- Kultali Location in West Bengal Kultali Location in India
- Coordinates: 22°05′12″N 88°35′37″E﻿ / ﻿22.0866°N 88.5937°E
- Country: India
- State: West Bengal
- District: South 24 Parganas
- CD block: Kultali
- Elevation: 7 m (23 ft)

Languages
- • Official: Bengali
- • Additional official: English
- Time zone: UTC+5:30 (IST)
- PIN: 743338
- Telephone code: +91 3218
- Vehicle registration: WB-19 to WB-22, WB-95 to WB-99
- Lok Sabha constituency: Jaynagar (SC)
- Vidhan Sabha constituency: Kultali (SC)
- Website: www.s24pgs.gov.in

= Kultali =

Kultali is a village within the jurisdiction of the Kultali police station in the Kultali CD block in the Baruipur subdivision of the South 24 Parganas district in the Indian state of West Bengal.

==Geography==

===Area overview===
Baruipur subdivision is a rural subdivision with moderate levels of urbanization. 31.05% of the population lives in the urban areas and 68.95% lives in the rural areas. In the southern portion of the subdivision (shown in the map alongside) there are 20 census towns. The entire district is situated in the Ganges Delta and the southern part is covered by the Baruipur-Jaynagar Plain. Archaeological excavations at Dhosa and Tilpi, on the bank of the Piyali River indicate the existence of human habitation around 2,000 years ago.

Note: The map alongside presents some of the notable locations in the subdivision. All places marked in the map are linked in the larger full screen map.

===Location===
Kultali is located at . It has an average elevation of 7 m.

Kultali is one of the largest islands in the Sundarbans. The islands in the area are accessible only by boat. About 85% of the population is very poor. They eke out an existence collecting non-timber forest produce like tiger prawn seeds, fishing, vending vegetables and fish, and by working for a daily wage.

Kultali is not identified as a separate place in 2011 census. The map of CD block Kultali on page 749 in the District Census Handbook for South 24 Parganas shows the Kultali police station in Dakshin Garankati mouza.

==Civic administration==
===Police station===
Kultali police station covers an area of 244.26 km2. It has jurisdiction over parts of the Kultali CD block.

==Economy==

===Honey collection===
Around 20,000 kg of honey is collected every year from the forests of Sundarbans. Mostly people from the Canning, Basanti, Gosaba, Kultali, Mathurapur, Patharpratima, Namkhana, Sagar and Kakdwip are honey collectors. The number of honey collectors has dwindled from around 1,500 a few years back to around 700 in 2007. From 1985 through 2004, about 75 honey collectors were killed by tigers in the forests. Now all honey collectors are insured for Rs. 50,000. The forest department has also intensified vigilance during the honey collection period.

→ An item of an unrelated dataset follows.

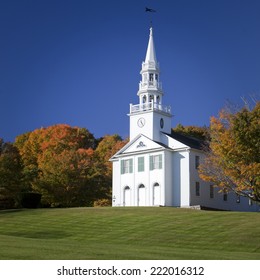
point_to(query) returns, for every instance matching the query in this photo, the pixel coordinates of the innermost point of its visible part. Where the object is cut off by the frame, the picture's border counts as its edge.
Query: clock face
(141, 122)
(161, 122)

The range officers and guards are on full alert. No deaths have been reported since 2004.

===Social service===
From 1982, the services and programs provided by Baikunthapur Tarun Sangha have grown to include two crèches for infants, a sustainable agriculture project, agro-equipment support service, community grain bank, savings and micro-credit ventures, disaster mitigation and emergency relief services, rural library and literacy programs. BTS serves nearly 2,800 households out of the estimated 25,000 households on Kultali.

==Transport==
A short stretch of local roads link Kultali to the Jaynagar-Jamtala Road. Jaynagar Majilpur railway station is located nearby.

==Education==
Kultali Dr. B .R. Ambedkar College, established in 2005, is affiliated to the University of Calcutta. It offers honours courses in English, Bengali, history, education, philosophy, geography, political science and sociology, and a general course in arts.

==Healthcare==
Jaynagar Rural Hospital, with 25 beds, at Jamtala, is the major government medical facility in the Kultali CD block.